Un document présenté comme un « communiqué officiel » du ministère de l’Emploi et Travail de la République démocratique du Congo circule depuis le 12 avril sur les réseaux sociaux. Le texte affirme que les élèves garçons seraient désormais autorisés à porter librement leurs cheveux dans les établissements scolaires, sur instruction du Président Félix Antoine Tshisekedi. Face à la viralité de cette publication, Congo Check a entrepris une démarche de vérification basée sur l’analyse du document, la confrontation avec des sources officielles et le recoupement des informations disponibles. Conclusion, le document n’est pas authentique.
La première étape de cette vérification a consisté à examiner les éléments internes du document. Une incohérence majeure apparaît dans la numérotation. En effet, le communiqué est référencé comme n°015 et daté du 12 avril 2026. Or, après consultation des publications officielles, un communiqué n°016 a été signé le 2 avril 2026, soit dix jours plus tôt. Dans une logique administrative, les numéros de communiqués suivent un ordre chronologique croissant. Cette contradiction constitue donc un premier indice fort de falsification.
Nous avons ensuite analysé la cohérence institutionnelle du contenu. Le document est attribué au ministère de l’Emploi et Travail, alors que la question de la réglementation scolaire relève du ministère de l’Enseignement primaire, secondaire et technique (EPST). Cette inadéquation entre le sujet traité et les compétences du ministère signataire renforce les doutes sur l’authenticité du document.
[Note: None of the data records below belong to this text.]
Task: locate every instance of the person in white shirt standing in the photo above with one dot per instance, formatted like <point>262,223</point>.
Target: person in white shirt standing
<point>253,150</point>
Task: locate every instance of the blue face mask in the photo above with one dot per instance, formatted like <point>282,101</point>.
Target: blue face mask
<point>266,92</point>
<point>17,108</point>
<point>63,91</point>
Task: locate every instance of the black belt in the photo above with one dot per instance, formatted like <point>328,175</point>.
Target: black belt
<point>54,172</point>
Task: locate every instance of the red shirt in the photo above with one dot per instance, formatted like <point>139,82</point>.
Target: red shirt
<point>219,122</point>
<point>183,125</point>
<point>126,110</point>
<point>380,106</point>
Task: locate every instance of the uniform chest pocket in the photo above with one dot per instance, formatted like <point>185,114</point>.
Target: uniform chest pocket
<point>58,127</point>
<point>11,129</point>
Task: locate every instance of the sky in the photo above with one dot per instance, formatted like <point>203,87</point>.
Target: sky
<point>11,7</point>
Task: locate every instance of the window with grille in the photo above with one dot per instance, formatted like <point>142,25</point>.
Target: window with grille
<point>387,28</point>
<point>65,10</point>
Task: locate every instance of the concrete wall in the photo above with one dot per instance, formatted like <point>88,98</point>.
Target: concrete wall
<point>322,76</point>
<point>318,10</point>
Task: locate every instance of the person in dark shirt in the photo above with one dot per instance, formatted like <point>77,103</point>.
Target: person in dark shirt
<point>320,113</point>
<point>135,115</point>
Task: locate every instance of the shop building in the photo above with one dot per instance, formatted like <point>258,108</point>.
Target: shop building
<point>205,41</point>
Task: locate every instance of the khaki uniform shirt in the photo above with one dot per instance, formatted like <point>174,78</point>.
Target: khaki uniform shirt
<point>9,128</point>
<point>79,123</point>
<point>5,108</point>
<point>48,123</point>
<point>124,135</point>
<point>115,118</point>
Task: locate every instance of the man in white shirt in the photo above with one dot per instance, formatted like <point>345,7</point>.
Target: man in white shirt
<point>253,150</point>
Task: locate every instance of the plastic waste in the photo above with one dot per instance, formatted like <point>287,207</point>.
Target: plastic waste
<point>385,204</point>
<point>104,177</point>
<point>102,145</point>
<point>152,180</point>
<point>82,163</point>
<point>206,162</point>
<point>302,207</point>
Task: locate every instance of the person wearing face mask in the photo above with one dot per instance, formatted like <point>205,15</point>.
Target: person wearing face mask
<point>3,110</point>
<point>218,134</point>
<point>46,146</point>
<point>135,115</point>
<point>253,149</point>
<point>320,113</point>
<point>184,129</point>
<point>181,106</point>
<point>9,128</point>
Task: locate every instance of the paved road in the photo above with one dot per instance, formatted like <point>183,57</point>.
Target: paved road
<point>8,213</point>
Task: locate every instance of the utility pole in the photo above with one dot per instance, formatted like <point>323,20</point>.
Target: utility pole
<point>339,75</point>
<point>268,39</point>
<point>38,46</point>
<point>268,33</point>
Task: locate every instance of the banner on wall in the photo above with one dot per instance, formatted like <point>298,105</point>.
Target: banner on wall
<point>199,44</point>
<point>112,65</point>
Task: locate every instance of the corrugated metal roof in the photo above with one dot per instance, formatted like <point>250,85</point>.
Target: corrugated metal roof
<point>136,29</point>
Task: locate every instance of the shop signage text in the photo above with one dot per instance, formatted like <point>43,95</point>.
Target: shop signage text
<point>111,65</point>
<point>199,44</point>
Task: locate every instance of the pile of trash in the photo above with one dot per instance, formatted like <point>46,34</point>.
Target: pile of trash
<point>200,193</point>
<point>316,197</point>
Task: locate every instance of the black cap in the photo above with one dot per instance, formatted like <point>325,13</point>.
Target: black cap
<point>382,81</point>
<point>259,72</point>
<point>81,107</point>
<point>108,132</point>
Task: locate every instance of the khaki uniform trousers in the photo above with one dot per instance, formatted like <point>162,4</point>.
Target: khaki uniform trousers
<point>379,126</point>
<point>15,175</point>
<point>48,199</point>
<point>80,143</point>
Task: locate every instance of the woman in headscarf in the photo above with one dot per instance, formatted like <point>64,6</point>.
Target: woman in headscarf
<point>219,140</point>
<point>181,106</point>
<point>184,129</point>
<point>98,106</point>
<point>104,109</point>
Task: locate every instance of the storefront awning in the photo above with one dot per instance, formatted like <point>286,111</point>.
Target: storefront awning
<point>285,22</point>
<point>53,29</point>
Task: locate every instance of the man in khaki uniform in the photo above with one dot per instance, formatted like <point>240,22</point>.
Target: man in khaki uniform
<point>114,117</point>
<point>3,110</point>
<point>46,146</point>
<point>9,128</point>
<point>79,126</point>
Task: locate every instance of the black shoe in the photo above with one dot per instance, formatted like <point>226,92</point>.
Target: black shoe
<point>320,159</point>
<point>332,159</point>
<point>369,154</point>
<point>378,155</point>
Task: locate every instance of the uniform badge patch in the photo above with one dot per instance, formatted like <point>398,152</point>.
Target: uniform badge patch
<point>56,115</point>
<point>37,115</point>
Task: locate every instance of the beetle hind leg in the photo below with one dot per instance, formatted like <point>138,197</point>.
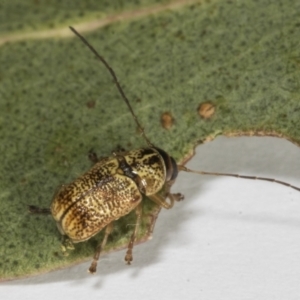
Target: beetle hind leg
<point>128,256</point>
<point>93,267</point>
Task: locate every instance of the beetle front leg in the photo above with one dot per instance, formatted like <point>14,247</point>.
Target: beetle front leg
<point>161,200</point>
<point>93,267</point>
<point>128,256</point>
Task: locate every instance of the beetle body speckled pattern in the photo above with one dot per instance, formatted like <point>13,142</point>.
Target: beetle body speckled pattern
<point>111,189</point>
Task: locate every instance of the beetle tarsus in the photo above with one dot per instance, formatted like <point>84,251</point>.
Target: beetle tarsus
<point>39,210</point>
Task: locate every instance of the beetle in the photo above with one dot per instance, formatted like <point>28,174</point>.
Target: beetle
<point>115,186</point>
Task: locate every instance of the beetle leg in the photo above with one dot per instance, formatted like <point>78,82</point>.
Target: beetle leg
<point>66,245</point>
<point>128,256</point>
<point>108,230</point>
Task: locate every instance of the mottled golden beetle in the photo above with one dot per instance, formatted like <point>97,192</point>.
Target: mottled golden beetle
<point>115,186</point>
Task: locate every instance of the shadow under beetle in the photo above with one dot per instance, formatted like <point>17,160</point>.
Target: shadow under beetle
<point>115,186</point>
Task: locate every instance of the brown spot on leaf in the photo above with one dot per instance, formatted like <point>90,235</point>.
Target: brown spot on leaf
<point>206,110</point>
<point>167,120</point>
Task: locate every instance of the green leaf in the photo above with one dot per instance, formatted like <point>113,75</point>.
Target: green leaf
<point>57,102</point>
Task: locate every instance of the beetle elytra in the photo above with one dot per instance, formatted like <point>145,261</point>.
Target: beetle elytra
<point>115,186</point>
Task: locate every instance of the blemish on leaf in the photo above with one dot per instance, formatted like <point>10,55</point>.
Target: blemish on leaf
<point>206,110</point>
<point>167,120</point>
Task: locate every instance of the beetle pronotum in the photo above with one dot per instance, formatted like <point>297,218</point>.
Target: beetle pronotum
<point>115,186</point>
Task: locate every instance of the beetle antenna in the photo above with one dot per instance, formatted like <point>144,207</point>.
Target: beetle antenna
<point>113,74</point>
<point>183,168</point>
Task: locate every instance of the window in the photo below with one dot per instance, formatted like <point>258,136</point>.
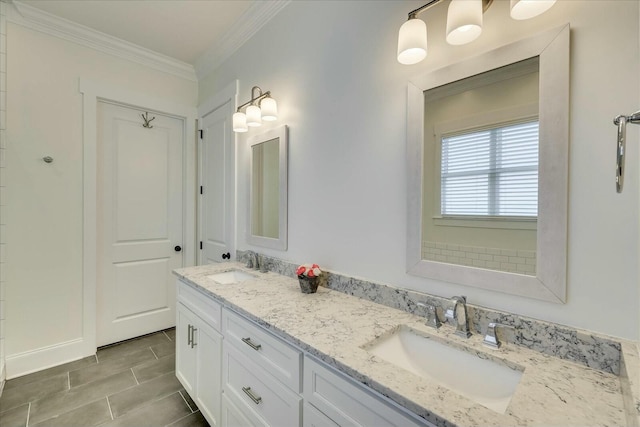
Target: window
<point>491,172</point>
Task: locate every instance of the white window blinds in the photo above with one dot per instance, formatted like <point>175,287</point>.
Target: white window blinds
<point>491,172</point>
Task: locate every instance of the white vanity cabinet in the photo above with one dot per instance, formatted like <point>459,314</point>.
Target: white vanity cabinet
<point>199,350</point>
<point>261,378</point>
<point>240,374</point>
<point>332,398</point>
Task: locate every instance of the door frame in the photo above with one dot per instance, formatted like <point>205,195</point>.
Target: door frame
<point>93,92</point>
<point>228,94</point>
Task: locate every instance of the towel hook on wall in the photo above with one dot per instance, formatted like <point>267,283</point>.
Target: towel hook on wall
<point>621,121</point>
<point>146,119</point>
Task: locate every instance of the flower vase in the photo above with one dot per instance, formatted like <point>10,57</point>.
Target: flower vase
<point>308,285</point>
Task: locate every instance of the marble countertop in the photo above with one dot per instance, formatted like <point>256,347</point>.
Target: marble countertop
<point>335,327</point>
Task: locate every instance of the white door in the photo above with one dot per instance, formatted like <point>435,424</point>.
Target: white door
<point>216,216</point>
<point>140,224</point>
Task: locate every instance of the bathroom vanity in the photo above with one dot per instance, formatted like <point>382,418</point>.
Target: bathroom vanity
<point>253,350</point>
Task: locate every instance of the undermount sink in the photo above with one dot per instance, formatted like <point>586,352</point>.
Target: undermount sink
<point>487,382</point>
<point>231,276</point>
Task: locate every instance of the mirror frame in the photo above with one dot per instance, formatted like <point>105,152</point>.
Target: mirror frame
<point>549,284</point>
<point>280,133</point>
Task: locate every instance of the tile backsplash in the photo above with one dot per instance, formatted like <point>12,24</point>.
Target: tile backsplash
<point>583,347</point>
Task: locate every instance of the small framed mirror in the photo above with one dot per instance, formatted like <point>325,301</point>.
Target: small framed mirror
<point>267,225</point>
<point>487,157</point>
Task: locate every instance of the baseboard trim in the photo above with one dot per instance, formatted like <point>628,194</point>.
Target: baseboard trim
<point>25,363</point>
<point>2,378</point>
Par ailleurs, une comparaison avec les communiqués authentiques publiés sur les canaux officiels du ministère de l’Emploi et Travail met en évidence des différences notables dans la mise en page, la structuration et le style rédactionnel. Ces écarts, bien que parfois subtils, constituent des indicateurs classiques dans l’identification de documents falsifiés.
Pour confirmer ou infirmer ces indices, Congo Check a approché le cabinet du ministre de l’Emploi. La cellule de communication a rappelé que « cette question n’est pas dans les prérogatives du ministre de l’Emploi et relève plutôt du secteur de l’Éducation ».
Du côté du ministère de l’Éducation, aucune communication relative à ce sujet n’a été trouvée dans les plateformes numériques. Les démarches tendant à obtenir un commentaire du cabinet n’ont pas abouti.